Brand managers find themselves caught in a dilemma where the emphasis on performance results often overshadows the importance of creative strategies. Recognizing the delicate balance required between brand building and performance marketing, I acknowledge the vital role of both aspects. Despite the necessity for organizations to make long-term investments in brand development, brand managers are consistently pressured to prioritize immediate sales-boosting outcomes, putting creative efforts and visions at the back burner. The pervasive influence of main-effect-driven strategies, as manifested by Taylor Swift effect, has created an expectation for brand managers to deliver quick, measurable, and cost-effective performance marketing results, essentially sidelining the creative branding strategies.
The pervasive influence of main-effect-driven strategies, as manifested by Taylor Swift effect, has created an expectation for brand managers to deliver quick, measurable, and cost-effective performance marketing results, essentially sidelining the creative branding strategies.
This pressure is further compounded by the widespread adoption of these main-effect strategies to enhance sales. Even established brands like Gucci, as discussed in the second part, renowned for their cultural innovation, luxury status, and substantial marketing budgets, are turning to shortcuts by embracing quasi-strategies to drive sales. In light of such trends, the challenge lies in convincing brands to invest resources and exercise patience in the gradual process of brand building.
Brand managers are entangled in an impossible web of brand conflicts.
Brand managers find themselves ensnared in a complex web of brand conflicts due to the proliferation of celebrity brands. The prevalence of celebrity brands has skyrocketed, with many celebrities seeking to monetize their influence and venturing into various categories such as consumer packaged goods, beauty, tech, fashion, entertainment, athleisure, and jewelry. In a notable shift, celebrities are not just endorsers anymore but have evolved into standalone brands with diversified portfolios that directly compete with major brands they once endorsed. This expansion and competition across categories create intricate brand relations, posing a significant challenge for brand managers seeking collaborations with these celebrities.

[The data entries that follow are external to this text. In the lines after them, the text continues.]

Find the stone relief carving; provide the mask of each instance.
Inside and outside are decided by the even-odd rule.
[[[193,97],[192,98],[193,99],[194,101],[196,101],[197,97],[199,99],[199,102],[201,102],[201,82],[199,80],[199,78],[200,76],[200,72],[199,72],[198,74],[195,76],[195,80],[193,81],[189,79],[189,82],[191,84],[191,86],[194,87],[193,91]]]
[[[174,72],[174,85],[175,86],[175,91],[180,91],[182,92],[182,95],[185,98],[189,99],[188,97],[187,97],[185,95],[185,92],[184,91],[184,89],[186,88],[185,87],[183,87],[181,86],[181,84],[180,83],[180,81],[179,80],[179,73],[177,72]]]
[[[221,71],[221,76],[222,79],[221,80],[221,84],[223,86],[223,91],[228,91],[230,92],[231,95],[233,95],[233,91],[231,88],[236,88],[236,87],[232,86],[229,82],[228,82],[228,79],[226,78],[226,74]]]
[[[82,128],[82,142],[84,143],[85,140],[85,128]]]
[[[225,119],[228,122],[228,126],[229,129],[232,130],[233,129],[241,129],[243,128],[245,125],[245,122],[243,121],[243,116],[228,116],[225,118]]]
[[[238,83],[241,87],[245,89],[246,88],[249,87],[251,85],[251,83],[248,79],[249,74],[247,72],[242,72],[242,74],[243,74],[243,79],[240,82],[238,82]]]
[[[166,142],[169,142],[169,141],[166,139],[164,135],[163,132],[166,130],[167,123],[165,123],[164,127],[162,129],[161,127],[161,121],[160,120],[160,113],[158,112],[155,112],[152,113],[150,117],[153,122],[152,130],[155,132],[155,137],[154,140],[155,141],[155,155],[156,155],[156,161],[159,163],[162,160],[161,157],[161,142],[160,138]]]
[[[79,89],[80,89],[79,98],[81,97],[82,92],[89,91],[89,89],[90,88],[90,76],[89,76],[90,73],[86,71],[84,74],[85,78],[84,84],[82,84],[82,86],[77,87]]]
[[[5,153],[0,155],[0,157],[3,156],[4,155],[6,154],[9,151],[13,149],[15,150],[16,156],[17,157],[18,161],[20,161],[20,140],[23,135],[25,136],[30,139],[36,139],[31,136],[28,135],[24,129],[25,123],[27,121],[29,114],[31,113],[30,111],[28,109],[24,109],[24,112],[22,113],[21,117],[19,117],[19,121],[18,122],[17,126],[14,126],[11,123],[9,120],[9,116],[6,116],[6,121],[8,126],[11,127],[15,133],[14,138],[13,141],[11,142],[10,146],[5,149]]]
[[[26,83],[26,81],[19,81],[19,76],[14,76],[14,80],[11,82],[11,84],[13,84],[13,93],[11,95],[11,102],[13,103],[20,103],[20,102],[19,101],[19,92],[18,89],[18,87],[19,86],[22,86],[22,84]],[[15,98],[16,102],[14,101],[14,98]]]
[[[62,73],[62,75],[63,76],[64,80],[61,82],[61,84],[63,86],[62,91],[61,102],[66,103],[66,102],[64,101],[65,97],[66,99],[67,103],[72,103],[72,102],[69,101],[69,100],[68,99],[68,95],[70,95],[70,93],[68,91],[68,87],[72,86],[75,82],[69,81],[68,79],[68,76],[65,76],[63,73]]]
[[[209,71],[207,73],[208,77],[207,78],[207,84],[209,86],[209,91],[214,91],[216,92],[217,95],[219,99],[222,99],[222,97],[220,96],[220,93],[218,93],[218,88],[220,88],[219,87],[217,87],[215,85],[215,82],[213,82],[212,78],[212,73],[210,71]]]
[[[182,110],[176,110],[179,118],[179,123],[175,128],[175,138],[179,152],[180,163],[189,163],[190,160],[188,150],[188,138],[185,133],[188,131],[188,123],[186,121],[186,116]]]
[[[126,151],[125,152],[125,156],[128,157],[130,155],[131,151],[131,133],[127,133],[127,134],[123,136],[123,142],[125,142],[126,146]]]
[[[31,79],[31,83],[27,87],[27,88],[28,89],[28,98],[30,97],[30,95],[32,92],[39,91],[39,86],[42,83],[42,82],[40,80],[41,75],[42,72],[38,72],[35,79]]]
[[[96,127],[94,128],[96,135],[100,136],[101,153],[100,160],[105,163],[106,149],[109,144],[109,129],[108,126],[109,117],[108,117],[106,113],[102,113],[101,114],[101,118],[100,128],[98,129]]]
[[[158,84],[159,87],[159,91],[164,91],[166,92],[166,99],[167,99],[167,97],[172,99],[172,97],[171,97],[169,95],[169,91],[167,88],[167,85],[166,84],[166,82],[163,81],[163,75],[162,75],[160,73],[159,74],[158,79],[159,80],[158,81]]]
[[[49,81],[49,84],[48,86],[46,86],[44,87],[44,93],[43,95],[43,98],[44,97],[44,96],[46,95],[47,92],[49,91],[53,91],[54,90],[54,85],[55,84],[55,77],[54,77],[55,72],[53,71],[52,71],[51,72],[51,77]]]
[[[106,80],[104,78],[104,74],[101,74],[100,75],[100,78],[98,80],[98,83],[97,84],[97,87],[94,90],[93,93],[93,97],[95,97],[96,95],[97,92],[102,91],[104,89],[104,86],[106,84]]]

Taking Taylor Swift as an example, the NFL aims to collaborate with her and leverage the “main-effect” during a halftime show, as discussed in Part1. However, this endeavor faces hurdles due to the NFL’s longstanding halftime show deal with Pepsi Co., conflicting with Swift’s sponsorship by Coca-Cola. Brand managers are tasked with navigating this intricate web of brand relations to orchestrate successful brand collaborations and tentpole brand moments.